Ella también era descendiente
de la colonia sefardí en Alemania, esa menguada descendencia que no quiso
viajar a Macedonia, a Portugal o a Turquía hacía cuatro siglos. Los niños y las
niñas aprendían judeo español al terminar las clases. El profesor era un
anciano venerable, que apenas cobraba algún marco por la difícil empresa de
enseñar la lengua franca a criaturas que apenas sabían situar Espanya en el
mapa, pero que se esforzaban por repetir canciones medievales, poesías y
leyendas de antepasados que también fueron obligados a dejar su tierra.
Su amiga Gertrude, de manera
insensata, estaba pensando en huir, pero no sola, lógicamente. Conocía a un
agregado en la embajada de España en Berlín, que se interesaba por los
sefardíes de manera especial. Era católico, diplomático, español. Se llamaba
José Ruiz Santaella, y organizaba salidas clandestinas del país, ayudado por su
propia esposa. Pero no era el único. En las embajadas internacionales, algunos
funcionarios se interesaban por la desgraciada suerte de los judíos, y exponían
sus vidas proponiendo pasaportes para ciudadanos judíos, que ya no tenían tal
consideración de ciudadanos en su propio país. Eran pocas las almas
caritativas, pero existían. En Sofía, en París, en Cracovia, en numerosas
ciudades extranjeras miembros de los cuerpos diplomáticos, con mucha mano
izquierda y no pocos sobornos, exponían sus propios bienes y seguridad ante el
temible III Reich, a cambio de facilitar la salida de judíos hacia otras
naciones.
Farah se preguntaba si el
trabajo en los campos nazis sería mejor que la huída a otro país. Hitler se
estaba apoderando del extranjero también. Sería más conveniente agachar la
cabeza, como habían hecho sus padres y Florian y seguir la fila hacia la
cárcel, hacia el trabajo en las fábricas del ejército. A veces llegaban cartas
de algunos campos, decían los vecinos. De hombres jóvenes que trabajaban a
destajo en ciudades del oeste. Cuando acabase la guerra, que sería el día menos
pasado, una vez que los barrios, los monumentos y todos los edificios
administrativos e históricos estuvieran tirados por el suelo, las cárceles
donde su novio y su familia estuvieran encerrados, tendrían que abrirse.
Quizá hubiera una amnistía para
los judíos. O para los judíos presos. Lo dudaba, sin embargo, al contemplar los
pasquines en las calles exhortando a los jóvenes a formar familias
exclusivamente arias, con muchos hijos rubios, cristianos todos.

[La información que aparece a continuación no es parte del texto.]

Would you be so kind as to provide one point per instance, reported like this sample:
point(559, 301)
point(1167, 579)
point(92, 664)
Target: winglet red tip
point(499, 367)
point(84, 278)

Le había dado a Gertrude falsas
esperanzas de intentar huir con ella. Farah prefería no moverse, en realidad.
El miedo a morir si los descubrían era insoportable, más que las bombas y el
hambre. Alimentaba la cocina con astillas de los pocos muebles que le quedaban
en casa, pero en cuanto entrara el invierno todo sería peor. Estaba acabando
con el mobiliario.
Esa tarde no tuvo la suerte de
otras veces, aunque su corazón razonó que quizá encontrase a Florian y a sus
padres en el campo de trabajo en que estuvieran. Los militares le señalaron el
camino a punta de fusil. Estaba en el patio, recortando las plantas. No le
dieron tiempo a recoger nada. Otros vecinos se situaban ya en la fila.
Obligaban a culatazos a callarse a la gente. Tenía tanta hambre que pensó que,
aunque presa, comería en el tren donde decían que iban a llevarlos.
Caminando en silencio, recordó
que había dejado abierta su casa. Pensó con tristeza en la historia de su
familia. Sus antepasados, en Toledo, quinientos años antes, pudieron llevarse
la llave de la puerta entre sus ropas, y hasta un poco de equipaje y algo de
pan. Tuvieron un tiempo mínimo para planear la huida y la posibilidad de elegir
destino.
Y marcharon juntos, los padres
con los hijos. Los novios, prometidos; los bebés, en el capazo. Se hizo la
fuerte mirando hacia delante. Pronto comprendería. Detrás sólo quedaba la
miseria, el mundo de antes hecho pedazos, las sombras desperdigadas.
Hacía frío en Berlín, mucho
frío en el invierno de mil novecientos cuarenta y cuatro.